We are not about to degenerate into the 17th Century state of anarchy, of a human condition that the Philosopher Thomas Hobbes characterised as nasty and brutish. Humanity today is certainly less bellicose and blood-thirsty than it was during the first half of the 20th Century that was marked by barbaric wars, colonialism, Nazism, and Fascism.
Today it is just that the incidents of intimidation, bullying, and threats of violence have become more magnified than the era when social media did not exist, but that does not mean quantitatively, and qualitatively human society has become more violent than it ever was. Foul odours and disfigured images tend to be more offensive and linger in the senses more than beautiful forms. We tend notice ugly and anti-social forms of behavior than those that reflect our better nature such as for example empathy, altruism, and good deeds, and as a result we don’t nature these qualities as much as we should do.
Steven Pinker points out in his work, The Better Angels of Our Nature, that human beings have over time become tamer than violent, that the urge for peaceful co-existence trumps the impulse for discord. He argues that human beings “come equipped with motives that can orient them away from violence and toward cooperation and altruism”. Empathy, self-control, moral sense, and reason are some of the qualities that Pinker underlines as defining the essence of our being. Yet we tend to feed the negative by giving perverse behaviours more attention than they deserve.

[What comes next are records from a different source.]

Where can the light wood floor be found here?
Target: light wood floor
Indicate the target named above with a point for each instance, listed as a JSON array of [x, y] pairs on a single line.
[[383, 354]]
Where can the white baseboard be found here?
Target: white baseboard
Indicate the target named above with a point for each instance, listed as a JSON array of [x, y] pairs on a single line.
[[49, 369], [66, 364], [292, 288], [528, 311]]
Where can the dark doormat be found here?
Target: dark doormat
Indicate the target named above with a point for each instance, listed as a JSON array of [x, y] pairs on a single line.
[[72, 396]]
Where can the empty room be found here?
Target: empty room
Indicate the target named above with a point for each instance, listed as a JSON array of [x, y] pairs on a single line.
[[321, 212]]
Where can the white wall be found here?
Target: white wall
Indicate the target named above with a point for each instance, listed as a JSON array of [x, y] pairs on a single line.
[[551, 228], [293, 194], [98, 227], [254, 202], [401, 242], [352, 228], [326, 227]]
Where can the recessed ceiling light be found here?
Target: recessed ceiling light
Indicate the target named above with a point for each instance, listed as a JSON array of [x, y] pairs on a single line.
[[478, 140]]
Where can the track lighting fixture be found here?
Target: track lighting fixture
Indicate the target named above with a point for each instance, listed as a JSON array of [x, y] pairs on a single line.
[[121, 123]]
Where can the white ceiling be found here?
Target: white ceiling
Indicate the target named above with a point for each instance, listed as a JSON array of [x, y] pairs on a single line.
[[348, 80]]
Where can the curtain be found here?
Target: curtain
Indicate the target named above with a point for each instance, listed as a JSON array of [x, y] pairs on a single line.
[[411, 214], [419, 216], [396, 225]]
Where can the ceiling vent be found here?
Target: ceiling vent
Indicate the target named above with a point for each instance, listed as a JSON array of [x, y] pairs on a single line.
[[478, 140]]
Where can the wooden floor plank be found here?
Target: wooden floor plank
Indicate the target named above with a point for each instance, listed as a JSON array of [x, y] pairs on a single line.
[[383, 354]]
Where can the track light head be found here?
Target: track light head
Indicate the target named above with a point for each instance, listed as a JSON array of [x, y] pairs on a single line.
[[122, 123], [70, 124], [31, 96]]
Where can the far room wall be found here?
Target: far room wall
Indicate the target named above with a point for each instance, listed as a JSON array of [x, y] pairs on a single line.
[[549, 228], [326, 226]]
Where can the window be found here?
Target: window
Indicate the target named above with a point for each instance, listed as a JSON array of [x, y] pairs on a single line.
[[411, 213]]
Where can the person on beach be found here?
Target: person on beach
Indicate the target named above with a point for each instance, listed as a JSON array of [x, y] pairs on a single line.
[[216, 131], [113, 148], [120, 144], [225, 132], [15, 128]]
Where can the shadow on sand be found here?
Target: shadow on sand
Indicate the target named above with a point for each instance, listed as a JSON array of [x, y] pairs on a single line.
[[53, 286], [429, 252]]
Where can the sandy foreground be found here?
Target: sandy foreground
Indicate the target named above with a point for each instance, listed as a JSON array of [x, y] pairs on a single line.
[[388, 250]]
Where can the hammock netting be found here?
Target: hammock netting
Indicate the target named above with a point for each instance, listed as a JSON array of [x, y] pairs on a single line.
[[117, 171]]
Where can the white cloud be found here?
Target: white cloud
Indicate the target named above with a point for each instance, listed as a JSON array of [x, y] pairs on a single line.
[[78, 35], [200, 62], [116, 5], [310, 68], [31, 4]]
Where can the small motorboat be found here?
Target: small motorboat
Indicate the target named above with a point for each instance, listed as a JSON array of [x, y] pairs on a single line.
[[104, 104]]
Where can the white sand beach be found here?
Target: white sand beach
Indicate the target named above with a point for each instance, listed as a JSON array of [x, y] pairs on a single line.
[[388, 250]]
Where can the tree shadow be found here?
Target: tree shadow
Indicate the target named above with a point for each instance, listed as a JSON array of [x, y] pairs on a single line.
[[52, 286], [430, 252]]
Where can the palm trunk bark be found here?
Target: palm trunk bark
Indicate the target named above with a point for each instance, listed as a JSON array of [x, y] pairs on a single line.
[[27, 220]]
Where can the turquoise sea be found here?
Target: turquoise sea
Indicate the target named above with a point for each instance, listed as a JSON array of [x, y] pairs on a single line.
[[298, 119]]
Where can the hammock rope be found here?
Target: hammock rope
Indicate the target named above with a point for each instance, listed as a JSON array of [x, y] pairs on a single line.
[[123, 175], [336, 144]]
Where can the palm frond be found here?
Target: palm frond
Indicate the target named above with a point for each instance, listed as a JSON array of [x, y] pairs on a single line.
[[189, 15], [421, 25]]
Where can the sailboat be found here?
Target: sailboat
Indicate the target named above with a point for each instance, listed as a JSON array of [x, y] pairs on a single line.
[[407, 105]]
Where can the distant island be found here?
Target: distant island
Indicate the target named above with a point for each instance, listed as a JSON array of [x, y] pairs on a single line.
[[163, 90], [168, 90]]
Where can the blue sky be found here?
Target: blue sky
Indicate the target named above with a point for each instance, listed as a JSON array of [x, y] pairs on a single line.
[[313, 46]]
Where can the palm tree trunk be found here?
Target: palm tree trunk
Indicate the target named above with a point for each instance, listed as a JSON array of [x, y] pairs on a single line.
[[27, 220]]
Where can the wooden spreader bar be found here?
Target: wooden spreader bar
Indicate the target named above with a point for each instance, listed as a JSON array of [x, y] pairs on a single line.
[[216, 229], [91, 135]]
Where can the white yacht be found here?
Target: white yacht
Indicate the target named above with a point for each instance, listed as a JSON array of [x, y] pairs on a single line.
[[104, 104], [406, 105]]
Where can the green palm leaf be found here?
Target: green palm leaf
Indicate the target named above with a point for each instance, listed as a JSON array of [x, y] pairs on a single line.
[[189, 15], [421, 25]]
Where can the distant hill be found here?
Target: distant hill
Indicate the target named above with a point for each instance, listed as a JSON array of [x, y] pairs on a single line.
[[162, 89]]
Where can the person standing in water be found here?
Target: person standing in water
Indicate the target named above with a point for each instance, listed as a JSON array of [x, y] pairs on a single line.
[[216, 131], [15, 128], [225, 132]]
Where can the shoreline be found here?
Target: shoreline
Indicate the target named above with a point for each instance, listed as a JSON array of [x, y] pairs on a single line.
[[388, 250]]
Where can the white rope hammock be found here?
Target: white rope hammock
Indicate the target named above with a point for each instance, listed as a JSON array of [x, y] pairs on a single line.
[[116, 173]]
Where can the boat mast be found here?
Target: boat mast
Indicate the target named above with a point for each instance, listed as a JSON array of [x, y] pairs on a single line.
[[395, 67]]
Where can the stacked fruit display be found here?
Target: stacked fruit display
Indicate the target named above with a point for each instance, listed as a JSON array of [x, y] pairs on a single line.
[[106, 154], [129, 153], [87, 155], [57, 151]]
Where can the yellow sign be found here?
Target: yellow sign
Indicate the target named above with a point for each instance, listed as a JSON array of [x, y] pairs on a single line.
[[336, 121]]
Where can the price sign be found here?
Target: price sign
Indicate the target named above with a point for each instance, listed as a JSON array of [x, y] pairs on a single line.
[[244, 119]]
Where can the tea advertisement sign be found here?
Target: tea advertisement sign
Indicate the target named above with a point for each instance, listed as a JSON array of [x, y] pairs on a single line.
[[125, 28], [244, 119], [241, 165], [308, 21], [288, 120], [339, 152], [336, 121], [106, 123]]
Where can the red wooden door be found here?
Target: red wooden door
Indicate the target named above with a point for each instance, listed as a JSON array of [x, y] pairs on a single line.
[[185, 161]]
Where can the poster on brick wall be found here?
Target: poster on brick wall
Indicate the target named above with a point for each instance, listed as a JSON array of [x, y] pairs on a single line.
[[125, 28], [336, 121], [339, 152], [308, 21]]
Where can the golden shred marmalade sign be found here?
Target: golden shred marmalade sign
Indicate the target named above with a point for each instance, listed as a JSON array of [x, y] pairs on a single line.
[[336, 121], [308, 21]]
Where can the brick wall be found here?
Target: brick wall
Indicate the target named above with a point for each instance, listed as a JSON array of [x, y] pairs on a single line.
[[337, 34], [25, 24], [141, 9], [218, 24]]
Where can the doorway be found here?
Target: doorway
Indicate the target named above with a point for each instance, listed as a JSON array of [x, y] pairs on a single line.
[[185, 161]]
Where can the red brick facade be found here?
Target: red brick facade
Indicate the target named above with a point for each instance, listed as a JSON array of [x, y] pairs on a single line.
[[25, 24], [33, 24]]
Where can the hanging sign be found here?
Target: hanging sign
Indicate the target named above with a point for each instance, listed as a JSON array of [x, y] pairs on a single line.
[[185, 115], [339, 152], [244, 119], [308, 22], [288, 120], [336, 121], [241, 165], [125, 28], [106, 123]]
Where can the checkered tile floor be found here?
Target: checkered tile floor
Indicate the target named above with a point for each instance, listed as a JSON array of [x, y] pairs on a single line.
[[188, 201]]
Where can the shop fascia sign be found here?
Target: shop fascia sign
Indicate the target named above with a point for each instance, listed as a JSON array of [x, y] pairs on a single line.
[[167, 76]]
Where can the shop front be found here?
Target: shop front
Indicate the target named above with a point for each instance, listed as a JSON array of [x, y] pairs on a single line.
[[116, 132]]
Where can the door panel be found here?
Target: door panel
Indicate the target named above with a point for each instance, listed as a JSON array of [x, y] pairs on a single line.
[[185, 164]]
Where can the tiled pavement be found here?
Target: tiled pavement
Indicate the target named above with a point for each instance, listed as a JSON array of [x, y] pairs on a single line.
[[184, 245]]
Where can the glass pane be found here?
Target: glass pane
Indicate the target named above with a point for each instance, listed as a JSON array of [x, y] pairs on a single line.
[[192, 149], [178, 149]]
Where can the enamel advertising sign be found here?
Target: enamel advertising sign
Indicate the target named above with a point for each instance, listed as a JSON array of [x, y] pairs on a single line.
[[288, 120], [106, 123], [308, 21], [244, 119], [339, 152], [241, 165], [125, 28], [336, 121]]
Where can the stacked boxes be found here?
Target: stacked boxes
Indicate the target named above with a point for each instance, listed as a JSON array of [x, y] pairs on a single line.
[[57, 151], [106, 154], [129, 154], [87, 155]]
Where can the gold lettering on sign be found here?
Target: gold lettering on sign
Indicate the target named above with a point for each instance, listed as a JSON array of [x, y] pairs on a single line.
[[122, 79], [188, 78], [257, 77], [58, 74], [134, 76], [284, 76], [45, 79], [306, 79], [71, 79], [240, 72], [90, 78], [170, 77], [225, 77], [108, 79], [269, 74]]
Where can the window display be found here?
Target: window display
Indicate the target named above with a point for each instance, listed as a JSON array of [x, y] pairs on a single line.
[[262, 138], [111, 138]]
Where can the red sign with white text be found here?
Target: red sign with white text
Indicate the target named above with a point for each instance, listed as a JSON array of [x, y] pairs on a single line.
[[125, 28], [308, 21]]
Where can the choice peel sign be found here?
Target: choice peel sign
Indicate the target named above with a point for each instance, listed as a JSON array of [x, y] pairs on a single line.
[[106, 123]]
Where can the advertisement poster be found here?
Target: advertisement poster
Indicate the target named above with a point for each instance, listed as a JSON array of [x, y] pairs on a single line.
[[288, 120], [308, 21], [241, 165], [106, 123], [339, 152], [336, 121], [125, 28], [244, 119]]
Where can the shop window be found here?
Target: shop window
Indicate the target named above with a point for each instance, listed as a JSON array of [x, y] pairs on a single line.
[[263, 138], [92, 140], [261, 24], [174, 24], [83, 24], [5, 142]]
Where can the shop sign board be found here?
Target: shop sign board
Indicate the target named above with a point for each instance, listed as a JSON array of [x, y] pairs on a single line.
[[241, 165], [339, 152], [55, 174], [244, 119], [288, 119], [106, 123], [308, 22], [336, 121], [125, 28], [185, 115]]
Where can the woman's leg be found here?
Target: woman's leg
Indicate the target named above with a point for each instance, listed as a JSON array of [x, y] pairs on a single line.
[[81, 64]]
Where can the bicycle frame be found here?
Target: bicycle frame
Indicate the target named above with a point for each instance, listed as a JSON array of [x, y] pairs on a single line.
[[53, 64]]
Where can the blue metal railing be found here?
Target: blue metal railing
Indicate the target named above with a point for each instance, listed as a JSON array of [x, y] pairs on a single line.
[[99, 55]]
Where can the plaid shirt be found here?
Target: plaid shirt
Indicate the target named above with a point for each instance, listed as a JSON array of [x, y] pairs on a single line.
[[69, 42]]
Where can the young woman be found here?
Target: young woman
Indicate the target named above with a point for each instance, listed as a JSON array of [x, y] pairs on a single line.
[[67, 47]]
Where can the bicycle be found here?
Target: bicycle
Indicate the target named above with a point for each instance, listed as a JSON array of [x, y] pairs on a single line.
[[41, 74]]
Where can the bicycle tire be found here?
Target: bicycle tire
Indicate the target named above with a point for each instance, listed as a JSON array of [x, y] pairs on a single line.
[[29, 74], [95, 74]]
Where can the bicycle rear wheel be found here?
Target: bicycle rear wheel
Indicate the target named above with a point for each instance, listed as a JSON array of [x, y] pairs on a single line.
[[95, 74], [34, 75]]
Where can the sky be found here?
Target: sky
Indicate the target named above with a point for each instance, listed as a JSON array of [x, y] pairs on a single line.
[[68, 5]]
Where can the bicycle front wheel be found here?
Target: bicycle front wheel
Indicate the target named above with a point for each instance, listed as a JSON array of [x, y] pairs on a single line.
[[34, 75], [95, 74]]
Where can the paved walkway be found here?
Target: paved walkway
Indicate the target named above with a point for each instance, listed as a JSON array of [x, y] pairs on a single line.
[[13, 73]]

This is also due to the fact that voices of those that are driven by the impulses of anger, hatred, and violence are pushing themselves to the center stage like a serpent that has come to pervert the better angels of our nature, twisting discourse to suit their parochial interests, and intimidating those that have different political views or social outlook that is different from theirs. If we fail to stand our ground and offer a better counter-narrative to these negative forces, we will run the risk of enabling them to determine the course of our conversations and the character of our vocabulary and our culture.
What are the conditions that might have given rise to the attack on civility in social media? In a sense the magnified elements that use digital platforms to intimidate are oftentimes expressing their deep insecurities and impoverished consciousness and sense of responsibility. There are, no doubt, those who are genuinely angry about unfavourable social and economic realities; those who feel left behind; or those who are suffering under the weight of personal crises of one sort or another.
My podcast host, Zibi, offered that it helps when people get out of social media and engage with social realities, and realise their sense of purpose out there where real change is needed. My own observation is that those who tend to be engaged in social causes, and who participate in transformative social networks that are driven by a sense of mission tend to be less obsessed with themselves. Rather, they are more inclined to use social media to generate productive conversations. Social media can be a powerful force for good; and it is too precious to abandon to those who seek to spread hatred in the world and throttle the better angels in us. It will be a mistake to abandon this platform; before we know it, we will have no sacred space to defend in society.